If so, how can we prove it? If not, why not?
You wrote :
First there is a mistake : A sum from $i=0$ to $i=n$ counts $n+1$ terms, not $n$.
So, for average, you should write $\frac{1}{n+1}\sum_{i=0}^{n}$ or $\frac{1}{n}\sum_{i=1}^{n}$ ,but not $\frac{1}{n}\sum_{i=0}^{n}$ .
I suppose that it is a typo and that the proposed relationship is $$\frac{1}{n}\sum_{i=1}^{n}(a_ie^{-b_ix}+c_i) = (\frac{1}{n}\sum_{i=1}^{n}a_i)e^{-(\frac{1}{n}\sum_{i=1}^{n}b_i)x}+\frac{1}{n}\sum_{i=1}^{n}c_i$$
It is easy to find a lot of counter-examples .

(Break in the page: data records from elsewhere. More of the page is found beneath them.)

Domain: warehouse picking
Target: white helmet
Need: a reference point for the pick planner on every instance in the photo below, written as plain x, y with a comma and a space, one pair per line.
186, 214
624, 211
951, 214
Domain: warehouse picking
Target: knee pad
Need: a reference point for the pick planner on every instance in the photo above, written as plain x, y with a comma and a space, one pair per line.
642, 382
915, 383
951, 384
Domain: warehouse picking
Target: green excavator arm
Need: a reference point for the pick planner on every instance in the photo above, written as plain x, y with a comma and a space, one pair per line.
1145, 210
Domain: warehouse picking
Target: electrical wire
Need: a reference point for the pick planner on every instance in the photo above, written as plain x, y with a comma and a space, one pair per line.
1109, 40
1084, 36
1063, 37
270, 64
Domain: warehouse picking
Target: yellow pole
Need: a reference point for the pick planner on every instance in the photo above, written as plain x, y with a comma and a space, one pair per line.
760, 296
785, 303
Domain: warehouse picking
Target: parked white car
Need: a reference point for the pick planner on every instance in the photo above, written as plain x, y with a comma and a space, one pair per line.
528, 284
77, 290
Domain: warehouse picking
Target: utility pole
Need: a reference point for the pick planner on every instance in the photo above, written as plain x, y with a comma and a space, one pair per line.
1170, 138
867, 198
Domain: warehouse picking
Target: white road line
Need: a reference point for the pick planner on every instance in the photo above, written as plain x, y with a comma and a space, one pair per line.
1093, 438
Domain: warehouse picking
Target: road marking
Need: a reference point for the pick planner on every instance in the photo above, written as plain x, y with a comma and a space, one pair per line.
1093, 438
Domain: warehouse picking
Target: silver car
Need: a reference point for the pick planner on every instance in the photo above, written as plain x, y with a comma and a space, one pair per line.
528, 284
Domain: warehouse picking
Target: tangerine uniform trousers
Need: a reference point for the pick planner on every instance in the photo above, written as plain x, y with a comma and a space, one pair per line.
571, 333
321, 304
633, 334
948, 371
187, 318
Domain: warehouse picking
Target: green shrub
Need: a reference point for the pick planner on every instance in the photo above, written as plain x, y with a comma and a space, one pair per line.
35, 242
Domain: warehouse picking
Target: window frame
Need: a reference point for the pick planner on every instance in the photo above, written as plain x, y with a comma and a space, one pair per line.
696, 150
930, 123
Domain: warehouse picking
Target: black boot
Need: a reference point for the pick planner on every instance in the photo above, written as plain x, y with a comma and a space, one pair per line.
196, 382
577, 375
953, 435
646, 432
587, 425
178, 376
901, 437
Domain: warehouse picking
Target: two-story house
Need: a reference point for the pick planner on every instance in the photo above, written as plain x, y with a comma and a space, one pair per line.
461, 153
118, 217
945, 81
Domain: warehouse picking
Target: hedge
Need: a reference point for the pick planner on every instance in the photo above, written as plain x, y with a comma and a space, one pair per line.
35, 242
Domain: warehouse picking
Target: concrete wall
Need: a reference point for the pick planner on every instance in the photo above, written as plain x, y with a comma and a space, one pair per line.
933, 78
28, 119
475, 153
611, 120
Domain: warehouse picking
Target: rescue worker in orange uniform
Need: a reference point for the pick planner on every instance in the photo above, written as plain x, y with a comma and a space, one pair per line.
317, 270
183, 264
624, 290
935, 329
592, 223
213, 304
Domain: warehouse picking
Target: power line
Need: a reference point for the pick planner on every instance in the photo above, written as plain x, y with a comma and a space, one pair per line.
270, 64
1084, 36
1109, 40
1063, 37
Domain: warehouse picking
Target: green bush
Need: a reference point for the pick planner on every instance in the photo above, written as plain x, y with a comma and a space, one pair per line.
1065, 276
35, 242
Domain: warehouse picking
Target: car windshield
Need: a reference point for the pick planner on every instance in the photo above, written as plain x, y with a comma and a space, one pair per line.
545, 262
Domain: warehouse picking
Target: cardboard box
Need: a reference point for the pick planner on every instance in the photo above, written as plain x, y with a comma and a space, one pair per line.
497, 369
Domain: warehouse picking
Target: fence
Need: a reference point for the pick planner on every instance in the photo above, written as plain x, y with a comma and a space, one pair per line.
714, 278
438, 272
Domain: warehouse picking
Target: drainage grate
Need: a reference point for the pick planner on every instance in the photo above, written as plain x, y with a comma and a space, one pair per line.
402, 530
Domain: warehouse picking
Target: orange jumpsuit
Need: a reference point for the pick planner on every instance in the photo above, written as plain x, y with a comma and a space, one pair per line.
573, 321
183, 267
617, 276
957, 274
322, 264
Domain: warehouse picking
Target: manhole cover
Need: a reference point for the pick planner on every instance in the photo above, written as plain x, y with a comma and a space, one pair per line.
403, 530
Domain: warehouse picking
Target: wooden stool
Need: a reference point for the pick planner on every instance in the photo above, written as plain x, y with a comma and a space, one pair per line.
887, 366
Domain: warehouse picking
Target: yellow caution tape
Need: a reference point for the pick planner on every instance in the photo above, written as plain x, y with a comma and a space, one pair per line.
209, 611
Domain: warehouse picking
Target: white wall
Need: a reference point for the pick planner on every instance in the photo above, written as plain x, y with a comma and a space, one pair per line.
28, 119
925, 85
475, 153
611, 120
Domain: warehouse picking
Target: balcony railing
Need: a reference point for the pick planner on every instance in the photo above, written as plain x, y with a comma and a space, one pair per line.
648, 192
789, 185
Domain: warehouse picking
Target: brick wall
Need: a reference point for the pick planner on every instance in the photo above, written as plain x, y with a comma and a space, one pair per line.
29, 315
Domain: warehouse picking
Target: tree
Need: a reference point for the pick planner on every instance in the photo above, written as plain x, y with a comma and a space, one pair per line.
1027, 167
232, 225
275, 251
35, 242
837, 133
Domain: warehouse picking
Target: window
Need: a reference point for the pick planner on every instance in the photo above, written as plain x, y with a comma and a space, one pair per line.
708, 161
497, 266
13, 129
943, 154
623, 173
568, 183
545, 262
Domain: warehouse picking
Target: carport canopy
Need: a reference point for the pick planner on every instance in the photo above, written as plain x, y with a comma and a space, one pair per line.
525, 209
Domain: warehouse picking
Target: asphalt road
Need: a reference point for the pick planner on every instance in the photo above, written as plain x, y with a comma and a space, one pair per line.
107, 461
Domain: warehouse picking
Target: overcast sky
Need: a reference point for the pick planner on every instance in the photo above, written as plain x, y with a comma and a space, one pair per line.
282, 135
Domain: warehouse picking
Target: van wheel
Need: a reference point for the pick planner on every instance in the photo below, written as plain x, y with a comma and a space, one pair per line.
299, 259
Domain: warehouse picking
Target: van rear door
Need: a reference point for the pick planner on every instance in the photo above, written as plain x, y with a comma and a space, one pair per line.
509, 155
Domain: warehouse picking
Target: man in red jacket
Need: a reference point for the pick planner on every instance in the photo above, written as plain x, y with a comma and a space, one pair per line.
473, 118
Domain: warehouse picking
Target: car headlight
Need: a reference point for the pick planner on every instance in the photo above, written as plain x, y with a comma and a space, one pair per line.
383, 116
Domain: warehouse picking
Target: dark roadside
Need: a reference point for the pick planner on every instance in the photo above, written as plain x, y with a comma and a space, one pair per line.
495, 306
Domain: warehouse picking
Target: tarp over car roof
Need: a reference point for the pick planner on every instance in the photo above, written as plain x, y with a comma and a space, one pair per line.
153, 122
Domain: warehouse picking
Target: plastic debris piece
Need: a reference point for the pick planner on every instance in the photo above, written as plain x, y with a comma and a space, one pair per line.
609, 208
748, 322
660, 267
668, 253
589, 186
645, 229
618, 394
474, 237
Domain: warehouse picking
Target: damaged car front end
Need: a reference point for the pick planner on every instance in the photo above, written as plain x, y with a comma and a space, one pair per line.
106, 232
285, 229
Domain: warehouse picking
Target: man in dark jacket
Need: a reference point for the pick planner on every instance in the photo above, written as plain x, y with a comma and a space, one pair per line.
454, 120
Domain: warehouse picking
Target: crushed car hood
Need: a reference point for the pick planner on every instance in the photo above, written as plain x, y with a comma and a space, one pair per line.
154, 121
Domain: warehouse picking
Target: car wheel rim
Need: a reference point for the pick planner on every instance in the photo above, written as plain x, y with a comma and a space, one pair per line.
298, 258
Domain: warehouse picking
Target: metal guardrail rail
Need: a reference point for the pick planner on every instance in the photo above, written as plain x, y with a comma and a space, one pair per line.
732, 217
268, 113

For example, check your formula with
$$n=2\:;\:a_1=a_2=1\:;\:b_1=1\:;\:b_2=3\:;\:c _1=c_2=0$$ $$\begin{cases} \frac{1}{n}\sum_{i=1}^{n}(a_ie^{-b_ix}+c_i) =\frac12 (e^{-x}+e^{-3x})\\ (\frac{1}{n}\sum_{i=1}^{n}a_i)e^{-(\frac{1}{n}\sum_{i=1}^{n}b_i)x}+\frac{1}{n}\sum_{i=1}^{n}c_i =e^{-2x} \end{cases}$$ $$\frac12 (e^{-x}+e^{-3x})\neq e^{-2x}$$ Thus $\quad \boxed{\frac{1}{n}\sum_{i=1}^{n}f_i(x) = (\frac{1}{n}\sum_{i=1}^{n}a_i)e^{-(\frac{1}{n}\sum_{i=1}^{n}b_i)x}+\frac{1}{n}\sum_{i=1}^{n}c_i\quad \text{is false.}}$
Another obvious counter-example, with $a_k=1\:;\:b_k=k\:;\: c_k=0$ :
$$\quad \frac{1}{n}\sum_{k=0}^{n}e^{-kx} \neq e^{-\frac{n+1}{2}x}$$ because $\frac{1}{n}\sum_{k=0}^{n}e^{-kx}=\frac{e^{-x}-e^{-(n+1)x}}{n(1-e^{-x})}\neq e^{-\frac{n+1}{2}x}$ .
Note that the proposed relationship is true in the trivial case $b_1=b_2=…=b_n$ .